Vale aquí recordar que las negociaciones entre la Argentina y Bolivia por el precio del gas se estancaron cuando el país del Altiplano pidió 4 dólares el millón de BTU. La sola mención del tema reflotó en los últimos días una vieja controversia que involucra a los gobernadores Juan Carlos Romero (Salta) y Jorge Sobisch (Neuquén). Ellos consideran que, a los precios que se proyectan, pueden perfectamente desarrollar el gas de las cuencas de sus provincias. Hoy, los valores del transporte y la distribución están en los niveles de 2001 por decisión del Gobierno. De ahí, las críticas de Sobisch, la semana última, en el programa de Mirtha Legrand: "El gasoducto que promociona el Gobierno desde Venezuela es una de las mentiras más grandes que les quieren vender a los argentinos", dijo.

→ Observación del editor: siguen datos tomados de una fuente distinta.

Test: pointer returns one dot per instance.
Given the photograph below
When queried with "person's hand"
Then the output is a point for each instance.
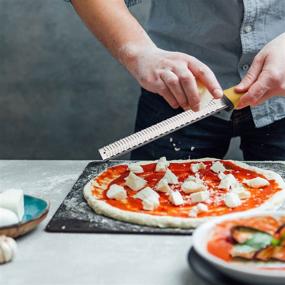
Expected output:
(266, 76)
(173, 75)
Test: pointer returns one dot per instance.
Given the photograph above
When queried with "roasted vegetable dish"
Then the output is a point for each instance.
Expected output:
(258, 238)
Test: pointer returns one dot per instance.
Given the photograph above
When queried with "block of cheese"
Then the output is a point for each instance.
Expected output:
(150, 199)
(195, 167)
(162, 186)
(13, 200)
(192, 186)
(135, 182)
(8, 218)
(116, 192)
(200, 196)
(232, 200)
(256, 182)
(135, 168)
(162, 164)
(176, 198)
(218, 167)
(170, 177)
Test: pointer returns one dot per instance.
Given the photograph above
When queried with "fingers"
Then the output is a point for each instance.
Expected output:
(256, 92)
(204, 74)
(169, 97)
(189, 85)
(252, 74)
(172, 82)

En una petrolera plantearon a LA NACION una nueva objeción, en este caso topográfica. "Se lo compara con el gasoducto entre Siberia e Italia (de unos 5.500 km), pero ese caño atraviesa ciudades importantísimas en Europa y las abastece a todas. En este caso, estamos hablando de un gasoducto que cruza la selva amazónica, con kilómetros y kilómetros inhóspitos."

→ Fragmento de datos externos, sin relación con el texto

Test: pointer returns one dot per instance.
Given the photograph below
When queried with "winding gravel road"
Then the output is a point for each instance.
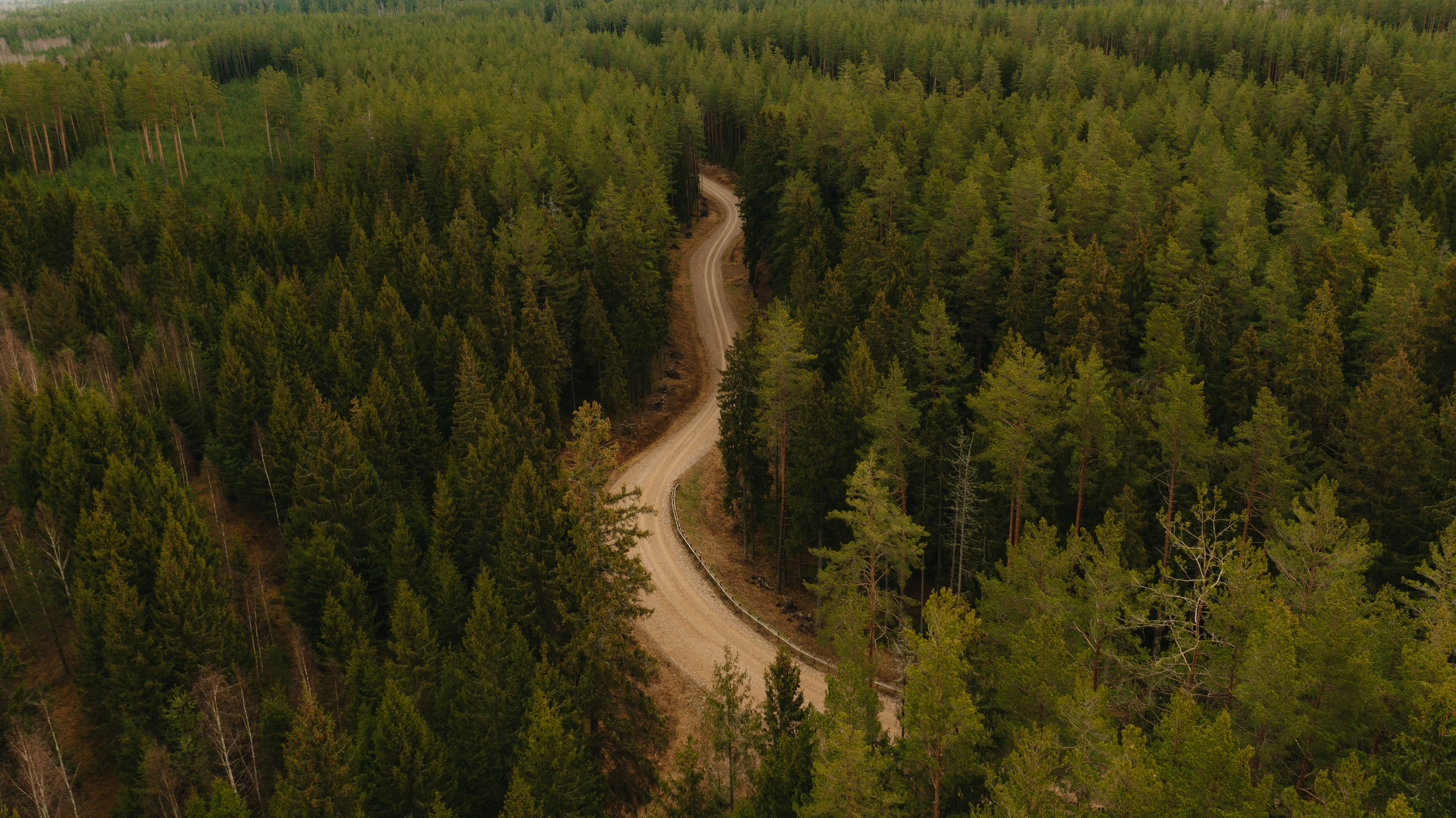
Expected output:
(691, 625)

Mezzadri agrega que no existen, en esa zona europea, alternativas fluviales. "El mar Caspio es un mar cerrado. Pero nosotros tenemos el océano Atlántico." El consultor cuestiona directamente a Chávez. "Habla de que la obra cuesta entre 12.000 y 20.000 millones de dólares, como si estuviéramos hablando de un paquete de chicles. La Argentina y Brasil están bailando al compás de las locuras de este señor. Si quieren hacer el estudio, háganlo, pero necesitamos la mayor transparencia."

Los empresarios petroleros argentinos tienen una sospecha:
advierten en el apoyo de Brasil a Chávez sólo una herramienta para negociar el precio del gas con Bolivia. Algo así como recordarle a Evo Morales que existen alternativas y que nadie se convertirá en rehén de su gas. En la misma especulación incluyen a la Argentina.

En otra petrolera local agregaron que descontaban que el gas venezolano sería más caro que el boliviano, y que suponían que semejante construcción no podría ser asumida en un 100% por capitales privados. Estimaciones del sector afirman, además, que el ducto podría ser más corto: si se origina en Puerto Ordaz y atraviesa Manaos y Brasilia hasta llegar a Colonia, la extensión sería de 6.000 km hasta Buenos Aires. Y el precio se ubicaría a partir de los 10.000 millones de dólares.

Jorge Lapeña, ex secretario de Energía, objeta que existe quizás un apre-suramiento de expectativas que no se condice con la realidad de este tipo de proyectos. El consultor recuerda que Yacyretá se empezó a idear en 1926, a construir en 1984 y todavía no se terminó. Que la represa Salto Grande tuvo su piedra fundamental en 1946, se inició en 1974 y empezó a generar a principios de los 80. "Hace seis o siete años se habla de un gasoducto entre Venezuela y México y todavía no hay nada", agregó.

Convendría ser cauto con los planes chavistas. Hace un año, el carismático líder anunció la apertura de 600 estaciones de servicio de Petróleos de Venezuela (Pdvsa) en la Argentina, en asociación con Enarsa. Más allá de un nuevo impulso, revelado a mediados del año pasado, por adquirir los activos de Rhasa para sinergias con la red Sol Petróleo, hasta ahora, lo concreto es que sólo existen aquí dos estaciones abiertas al público: una frente a la ESMA, en Avenida del Libertador, y otra en la esquina de la Panamericana y la ruta 202.